茨城県ひたちなか市、東京都伊豆大島、千葉県南房総市で採取したので
本州南岸に分布する種かもしれません。
日本未記載種の可能性があるので、専門家の方、宜しくお願います。
便宜的にPontogeneia sp.9としている種です。
Pontogeneia sp.8と同じく第1触角と第2触角の長さは同程度、体表面に模様はなく、
第1、第2触角の柄部に長い棘があります。
基本的にはPontogeneia sp.8とよく似ているのですが、
体表面の模様が異なります。
この種を採取したときに解剖を行っていないので第3尾肢、尾節板の情報はありません。
(尾節板の解剖ができるようになったのはここ最近です)
ただ、この種は静岡県の美保半島の先端付近の東海大学近くの
テトラポット隙間の潮だまりに群れを作って泳いでいたので
必要であれば簡単に採取はできそうです。
便宜的にPontogeneia sp.10としている種です。
宮城県の牡鹿半島で採取しました。
ただ、Pontogeneia属ではない可能性が高いです。
第1触角第3柄節の副鞭がある位置に鱗状の突起が有り、第1、第2胸脚は同型で、第3尾肢は双枝、
尾節板は楕円形、体色はオレンジ色などの特徴を持ちます。
第1触角の鱗状の突起はアゴナガヨコエビににていますが、
尾節板に切れ込みがないのでアゴナガヨコエビとは明確に区別できます。
尾節板の形状の違いは属レベルの違いであることが多いので、
アゴナガヨコエビ科の別属の可能性があります。
もっとも、アゴナガヨコエビ科かどうかも怪しいです。
もしかすると北海道の紋別市で採取したPontogeneia sp.3も、この種と近縁かもしれません。

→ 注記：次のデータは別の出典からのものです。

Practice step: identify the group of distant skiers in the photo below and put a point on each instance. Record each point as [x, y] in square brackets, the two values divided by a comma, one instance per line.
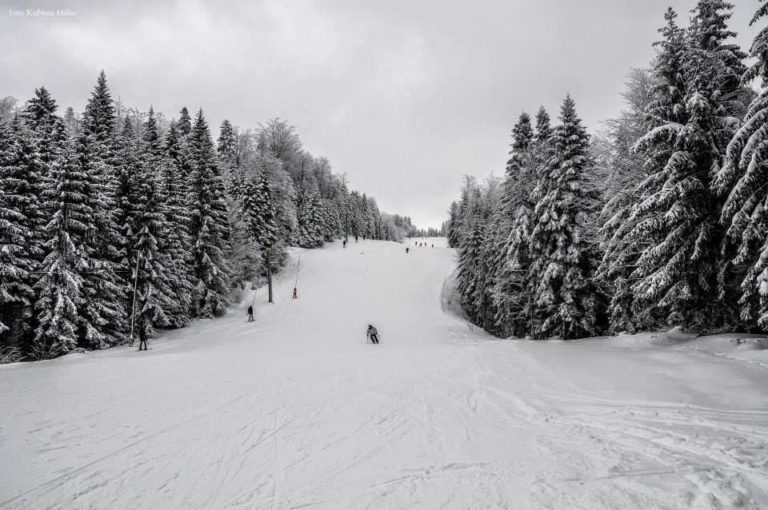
[408, 249]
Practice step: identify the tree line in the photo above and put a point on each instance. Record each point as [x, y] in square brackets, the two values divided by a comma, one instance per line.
[117, 222]
[660, 221]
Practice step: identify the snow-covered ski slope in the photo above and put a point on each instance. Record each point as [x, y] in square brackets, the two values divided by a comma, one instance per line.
[296, 411]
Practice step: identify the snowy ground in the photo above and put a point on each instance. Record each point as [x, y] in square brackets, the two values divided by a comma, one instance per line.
[296, 411]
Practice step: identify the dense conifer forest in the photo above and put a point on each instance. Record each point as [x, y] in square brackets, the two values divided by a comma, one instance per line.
[117, 222]
[661, 221]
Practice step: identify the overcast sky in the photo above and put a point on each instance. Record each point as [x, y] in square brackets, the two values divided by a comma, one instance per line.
[403, 96]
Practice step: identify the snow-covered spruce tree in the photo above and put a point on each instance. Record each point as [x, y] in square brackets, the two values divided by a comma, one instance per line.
[150, 262]
[210, 224]
[454, 224]
[564, 301]
[104, 291]
[511, 287]
[40, 111]
[309, 214]
[231, 167]
[176, 242]
[469, 268]
[259, 215]
[628, 232]
[184, 125]
[543, 126]
[742, 182]
[677, 219]
[21, 218]
[60, 287]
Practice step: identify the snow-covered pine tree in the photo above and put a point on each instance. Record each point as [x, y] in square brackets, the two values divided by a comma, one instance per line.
[210, 224]
[511, 289]
[310, 219]
[564, 301]
[677, 218]
[231, 168]
[742, 182]
[21, 217]
[150, 263]
[59, 288]
[40, 111]
[184, 125]
[625, 242]
[454, 223]
[543, 126]
[469, 268]
[104, 290]
[177, 244]
[259, 215]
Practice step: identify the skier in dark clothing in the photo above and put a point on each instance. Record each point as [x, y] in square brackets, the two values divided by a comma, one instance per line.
[372, 334]
[142, 338]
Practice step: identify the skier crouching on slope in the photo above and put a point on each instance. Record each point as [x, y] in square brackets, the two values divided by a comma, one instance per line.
[372, 334]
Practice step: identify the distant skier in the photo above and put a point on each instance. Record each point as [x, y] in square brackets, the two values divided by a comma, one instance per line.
[142, 338]
[372, 334]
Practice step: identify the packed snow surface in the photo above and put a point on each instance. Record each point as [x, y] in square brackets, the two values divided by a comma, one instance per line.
[295, 410]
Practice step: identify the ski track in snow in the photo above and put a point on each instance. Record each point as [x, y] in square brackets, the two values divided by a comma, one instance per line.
[296, 411]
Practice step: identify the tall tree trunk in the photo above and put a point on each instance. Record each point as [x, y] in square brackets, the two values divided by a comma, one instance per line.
[269, 275]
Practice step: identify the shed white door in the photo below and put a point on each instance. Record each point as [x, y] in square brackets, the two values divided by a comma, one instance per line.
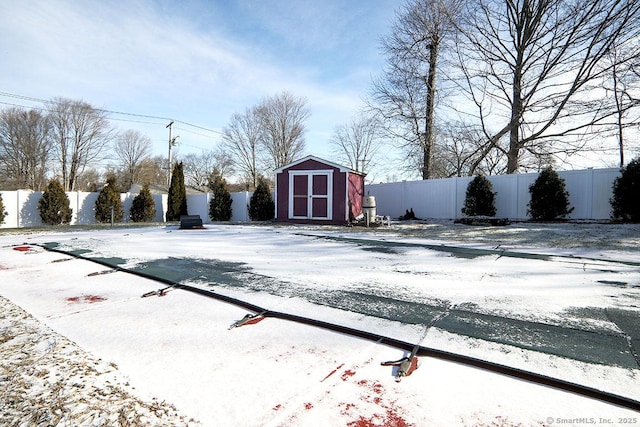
[310, 194]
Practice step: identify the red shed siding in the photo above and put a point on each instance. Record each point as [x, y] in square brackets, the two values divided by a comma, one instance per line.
[340, 211]
[356, 193]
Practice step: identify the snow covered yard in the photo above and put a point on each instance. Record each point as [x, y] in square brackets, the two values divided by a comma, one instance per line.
[502, 294]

Pontogeneia sp.3もsp.10と同じく第1触覚柄部の第3柄節に鱗状の突起があります。
これらの種は北方系の分類群かもしれません。
アゴナガヨコエビのデータベースはごちゃごちゃしているので、
次回更新までに再検討する予定です。
Pontogeneia sp.3とsp.10はアゴナガヨコエビ科の不明属に移す必要があるかもしれません。
いずれにせよ、日本産のアゴナガヨコエビ科が1属1種と言うことはないと思います。